Edge. True raw pricing from 0.0 pips average. Commission of $3.50 each way. What you actually pay: raw spread plus $7 per full lot. On liquid pairs, the actual interbank spread is often below 0.2 pips. So your all-in cost can be under half a pip. That is hard to beat for an offshore broker. Most brokers that run raw pricing at this level ask for $500 or $1,000 upfront. Tab Trade does not.



VIP account. $25,000 minimum. FIX connectivity, faster fills, negotiated fees. Not relevant to most retail traders. Skip it unless you run serious volume.



Infrastructure



The execution is the thing Tab Trade actually does something different. Equinix servers in London. Execution below 30 milliseconds on Edge. Under 20ms on VIP. Those are institutional numbers. Most retail brokers operate at hundreds of milliseconds.

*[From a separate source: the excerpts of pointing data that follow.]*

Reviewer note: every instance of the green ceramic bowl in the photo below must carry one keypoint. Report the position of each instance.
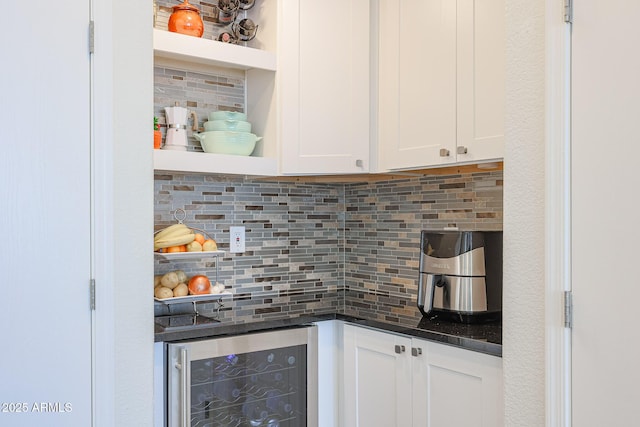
(227, 142)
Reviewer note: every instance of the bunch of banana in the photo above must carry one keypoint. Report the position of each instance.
(174, 235)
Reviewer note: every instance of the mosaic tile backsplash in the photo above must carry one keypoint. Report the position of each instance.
(322, 246)
(203, 92)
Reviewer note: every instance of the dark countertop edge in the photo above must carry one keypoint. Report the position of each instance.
(218, 330)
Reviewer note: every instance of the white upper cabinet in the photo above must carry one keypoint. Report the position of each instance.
(324, 85)
(481, 80)
(440, 82)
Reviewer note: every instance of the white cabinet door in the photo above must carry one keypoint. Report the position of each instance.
(453, 387)
(417, 82)
(481, 79)
(377, 379)
(441, 82)
(45, 184)
(324, 84)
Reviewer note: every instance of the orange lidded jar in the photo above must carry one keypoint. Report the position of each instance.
(185, 19)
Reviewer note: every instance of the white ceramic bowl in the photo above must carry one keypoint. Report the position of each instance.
(226, 142)
(232, 125)
(227, 115)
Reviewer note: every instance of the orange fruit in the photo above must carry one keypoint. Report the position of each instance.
(199, 238)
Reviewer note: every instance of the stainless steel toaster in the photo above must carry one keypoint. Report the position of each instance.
(460, 275)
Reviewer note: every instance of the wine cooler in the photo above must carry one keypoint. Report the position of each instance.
(266, 379)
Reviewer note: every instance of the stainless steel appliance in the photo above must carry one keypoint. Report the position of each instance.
(266, 379)
(461, 275)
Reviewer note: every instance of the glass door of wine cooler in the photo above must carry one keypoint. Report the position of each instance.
(256, 380)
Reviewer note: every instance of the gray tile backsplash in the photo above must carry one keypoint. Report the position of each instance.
(312, 242)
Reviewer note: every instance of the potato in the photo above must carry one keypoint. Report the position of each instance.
(194, 247)
(162, 292)
(170, 280)
(182, 276)
(182, 290)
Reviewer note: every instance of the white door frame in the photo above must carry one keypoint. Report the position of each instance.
(558, 214)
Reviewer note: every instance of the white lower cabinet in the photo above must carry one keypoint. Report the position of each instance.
(394, 380)
(377, 378)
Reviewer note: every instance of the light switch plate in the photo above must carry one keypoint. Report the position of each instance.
(236, 240)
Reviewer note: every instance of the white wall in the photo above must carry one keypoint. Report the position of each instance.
(123, 93)
(524, 216)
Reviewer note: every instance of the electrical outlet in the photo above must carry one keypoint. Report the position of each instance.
(236, 239)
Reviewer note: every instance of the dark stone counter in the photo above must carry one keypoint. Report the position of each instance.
(403, 319)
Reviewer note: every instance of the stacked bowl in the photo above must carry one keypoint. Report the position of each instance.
(227, 132)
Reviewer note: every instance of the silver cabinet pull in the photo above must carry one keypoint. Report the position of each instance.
(185, 396)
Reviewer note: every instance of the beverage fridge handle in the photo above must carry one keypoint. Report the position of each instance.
(183, 366)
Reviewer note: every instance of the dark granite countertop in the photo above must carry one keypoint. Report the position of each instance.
(484, 338)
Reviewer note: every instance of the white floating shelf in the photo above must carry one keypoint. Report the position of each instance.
(190, 161)
(210, 52)
(188, 255)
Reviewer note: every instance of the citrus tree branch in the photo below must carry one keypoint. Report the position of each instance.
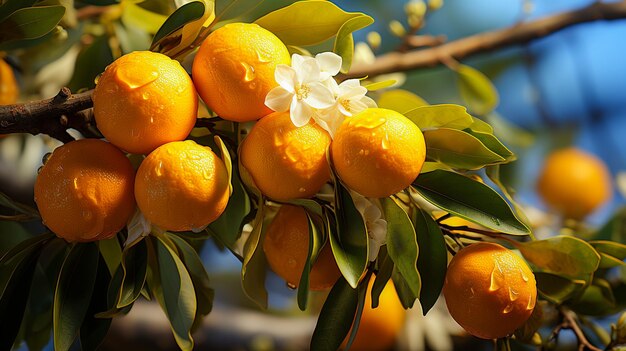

Does this affect you? For short-term trading, absolutely. The difference between a 30ms fill and a 200ms fill is profit or loss on tight trades. If you hold positions longer, you will not notice. What matters is the setup is serious. That is they are not cutting corners on the tech.



Pair that infrastructure with raw spreads at $3.50 per side and the total package makes sense. Few brokers with no minimum deposit have infrastructure at this level.



The FSRA Question



This is the thing that requires honesty. Tab Trade is licensed by Saint Lucia's FSRA. That is outside tier-1 jurisdiction. No ASIC. No fund protection scheme. If that makes you uncomfortable, this broker is not for you. There are ASIC-licensed brokers out there.



That said. The person running it spent years at BlackBull Markets, a tier-1 regulated broker. The execution setup costs real money. Scam brokers do not pay for Equinix connectivity. That does not replace tier-1 regulation. It does factor into your decision.



What you are accepting: you trade regulatory safety. In exchange: 1:1000 leverage, cheap spreads, $0 to start, Equinix execution. Whether the trade-off works depends on you.



Welcome Offer



TabTrade offers a deposit bonus of up to two thousand dollars. Typical sign-up bonus. You fund your account, TabTrade add bonus funds. The normal fine print: turnover conditions before the bonus becomes withdrawable. Read the conditions before funding.